By this stage a number of people were flagging so we managed to chance upon Chinatown (about 2 chinese restaurants!) and found a great little Georgian restaurant slightly below street level.There were three locals in there watching a terrible soap which in the space of 30 mins had a rape, a murder, a suicide and two affairs! Anyway the khinkali were pretty good especially when mixed with the Georgian green sauce (zkemali).

That evening we all set off after a few wines to a Georgian restaurant down the road but there were to many of us so we ended up at a Japanese place where it took over two hours for some people to get there food (there were also a few temper tantrums over this which Shaun and I apologised to the restaurant for after everyone had left).
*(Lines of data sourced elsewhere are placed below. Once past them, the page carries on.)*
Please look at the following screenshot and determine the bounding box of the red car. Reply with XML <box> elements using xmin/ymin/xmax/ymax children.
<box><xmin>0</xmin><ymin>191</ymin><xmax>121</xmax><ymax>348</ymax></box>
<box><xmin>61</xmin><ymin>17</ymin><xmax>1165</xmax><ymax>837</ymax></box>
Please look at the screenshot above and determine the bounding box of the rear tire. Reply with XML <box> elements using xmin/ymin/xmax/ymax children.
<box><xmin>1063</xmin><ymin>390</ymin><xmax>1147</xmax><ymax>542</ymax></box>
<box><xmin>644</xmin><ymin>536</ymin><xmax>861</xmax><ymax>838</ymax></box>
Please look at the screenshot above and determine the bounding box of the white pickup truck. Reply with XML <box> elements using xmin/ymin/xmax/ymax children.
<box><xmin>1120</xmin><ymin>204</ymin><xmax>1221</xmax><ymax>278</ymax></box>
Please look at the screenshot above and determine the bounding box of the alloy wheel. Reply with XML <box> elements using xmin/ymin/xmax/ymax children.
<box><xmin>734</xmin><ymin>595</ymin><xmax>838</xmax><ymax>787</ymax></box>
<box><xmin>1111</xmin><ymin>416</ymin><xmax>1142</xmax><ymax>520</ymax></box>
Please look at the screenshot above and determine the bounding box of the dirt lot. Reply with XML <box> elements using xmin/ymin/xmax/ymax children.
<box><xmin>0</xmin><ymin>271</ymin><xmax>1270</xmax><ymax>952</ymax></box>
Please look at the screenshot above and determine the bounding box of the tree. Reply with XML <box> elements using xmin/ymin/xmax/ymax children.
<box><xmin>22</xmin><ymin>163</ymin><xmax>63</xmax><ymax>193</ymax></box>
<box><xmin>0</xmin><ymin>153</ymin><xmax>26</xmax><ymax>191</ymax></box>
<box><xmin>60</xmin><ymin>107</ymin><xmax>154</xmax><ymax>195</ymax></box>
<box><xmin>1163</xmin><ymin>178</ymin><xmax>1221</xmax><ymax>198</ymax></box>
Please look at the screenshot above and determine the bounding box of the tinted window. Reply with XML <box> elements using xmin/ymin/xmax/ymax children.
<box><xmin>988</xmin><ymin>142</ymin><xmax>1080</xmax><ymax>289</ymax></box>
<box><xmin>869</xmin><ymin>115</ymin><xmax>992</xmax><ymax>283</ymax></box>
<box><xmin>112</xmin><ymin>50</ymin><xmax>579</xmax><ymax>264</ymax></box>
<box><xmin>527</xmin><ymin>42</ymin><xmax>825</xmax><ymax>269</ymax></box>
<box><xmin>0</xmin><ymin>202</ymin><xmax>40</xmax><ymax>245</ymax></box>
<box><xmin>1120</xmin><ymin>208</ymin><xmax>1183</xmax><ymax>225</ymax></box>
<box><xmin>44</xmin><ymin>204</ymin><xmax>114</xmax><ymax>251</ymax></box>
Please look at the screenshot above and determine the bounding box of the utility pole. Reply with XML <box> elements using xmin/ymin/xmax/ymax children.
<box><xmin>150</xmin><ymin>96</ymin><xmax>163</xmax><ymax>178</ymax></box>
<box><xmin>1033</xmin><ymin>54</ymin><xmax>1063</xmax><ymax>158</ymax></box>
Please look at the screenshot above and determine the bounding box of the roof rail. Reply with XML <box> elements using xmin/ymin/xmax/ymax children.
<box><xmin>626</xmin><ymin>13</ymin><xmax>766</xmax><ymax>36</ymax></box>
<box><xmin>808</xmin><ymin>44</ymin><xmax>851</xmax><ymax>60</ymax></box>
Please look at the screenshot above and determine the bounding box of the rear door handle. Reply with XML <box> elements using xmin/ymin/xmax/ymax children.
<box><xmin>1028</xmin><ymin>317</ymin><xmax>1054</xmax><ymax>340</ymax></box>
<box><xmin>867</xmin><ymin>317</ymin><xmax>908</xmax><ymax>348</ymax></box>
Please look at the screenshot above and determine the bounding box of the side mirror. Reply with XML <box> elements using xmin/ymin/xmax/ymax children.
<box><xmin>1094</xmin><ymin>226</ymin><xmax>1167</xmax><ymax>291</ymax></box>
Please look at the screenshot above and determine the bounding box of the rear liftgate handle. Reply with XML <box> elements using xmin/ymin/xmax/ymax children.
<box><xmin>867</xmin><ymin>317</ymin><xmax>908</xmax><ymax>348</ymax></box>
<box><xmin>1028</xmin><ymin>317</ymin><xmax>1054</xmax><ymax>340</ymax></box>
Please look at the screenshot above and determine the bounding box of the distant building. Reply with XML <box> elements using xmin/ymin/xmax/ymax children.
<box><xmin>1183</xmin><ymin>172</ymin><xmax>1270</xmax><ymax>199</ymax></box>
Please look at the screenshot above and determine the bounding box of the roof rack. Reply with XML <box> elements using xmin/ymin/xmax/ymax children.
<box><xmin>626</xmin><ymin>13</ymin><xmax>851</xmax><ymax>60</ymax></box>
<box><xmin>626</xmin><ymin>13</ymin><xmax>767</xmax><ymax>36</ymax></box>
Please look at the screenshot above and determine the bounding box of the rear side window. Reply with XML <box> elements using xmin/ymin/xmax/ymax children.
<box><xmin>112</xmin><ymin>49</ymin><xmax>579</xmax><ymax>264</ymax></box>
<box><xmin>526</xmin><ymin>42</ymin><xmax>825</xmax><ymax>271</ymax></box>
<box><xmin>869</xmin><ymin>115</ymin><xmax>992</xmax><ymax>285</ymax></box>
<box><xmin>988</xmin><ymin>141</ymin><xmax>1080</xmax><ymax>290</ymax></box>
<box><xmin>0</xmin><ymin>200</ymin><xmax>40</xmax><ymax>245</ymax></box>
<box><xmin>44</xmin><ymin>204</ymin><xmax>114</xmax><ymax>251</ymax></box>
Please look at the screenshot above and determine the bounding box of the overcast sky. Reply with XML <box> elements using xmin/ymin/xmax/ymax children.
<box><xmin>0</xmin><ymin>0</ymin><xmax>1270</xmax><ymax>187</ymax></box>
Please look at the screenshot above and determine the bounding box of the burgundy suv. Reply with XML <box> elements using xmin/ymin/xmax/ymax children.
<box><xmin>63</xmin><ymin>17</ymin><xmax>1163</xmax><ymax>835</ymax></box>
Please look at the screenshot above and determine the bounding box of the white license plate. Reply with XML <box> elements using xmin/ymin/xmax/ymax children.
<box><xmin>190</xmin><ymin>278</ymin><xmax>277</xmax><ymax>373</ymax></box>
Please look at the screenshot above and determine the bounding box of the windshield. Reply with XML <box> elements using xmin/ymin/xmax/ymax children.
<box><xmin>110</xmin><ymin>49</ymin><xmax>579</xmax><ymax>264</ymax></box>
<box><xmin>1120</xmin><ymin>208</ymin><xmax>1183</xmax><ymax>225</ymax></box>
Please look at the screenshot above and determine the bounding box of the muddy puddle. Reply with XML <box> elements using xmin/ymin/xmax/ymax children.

Next day we had a trip organised to see Davit Gareja to the south east of Tbilisi. It took us about two hours to get there but it was so nice to actually get to see some countryside for a change (the truck has very un-clear plastic windows that we cannot see out of). With snowy peaks in the background we travelled over huge big green valleys that have no fencing on them at all – apparently it is common land. The shepherds here are actually real shepherds in that they herd their sheep and goats over the grass.

Davit Gareja is a monastery founded by Davit (a Syrian Father from the 6th Century). The monasteries were all set in caves and at one stage up to 6000 people lived in them. However the Mongols and Russians came in and decimated most of them. The remaining ones we managed to visit (some of which involved a precarious climb over a narrow plank of wood) and some of them have some amazing frescos. It also meant we got to cross the border into Azerbaijan on foot with no border control.

That evening Shaun and I went out for dinner to a Georgian restaurant with Ed the new bloke. He is a yank and has just returned from Iraq where he was a medic in the army.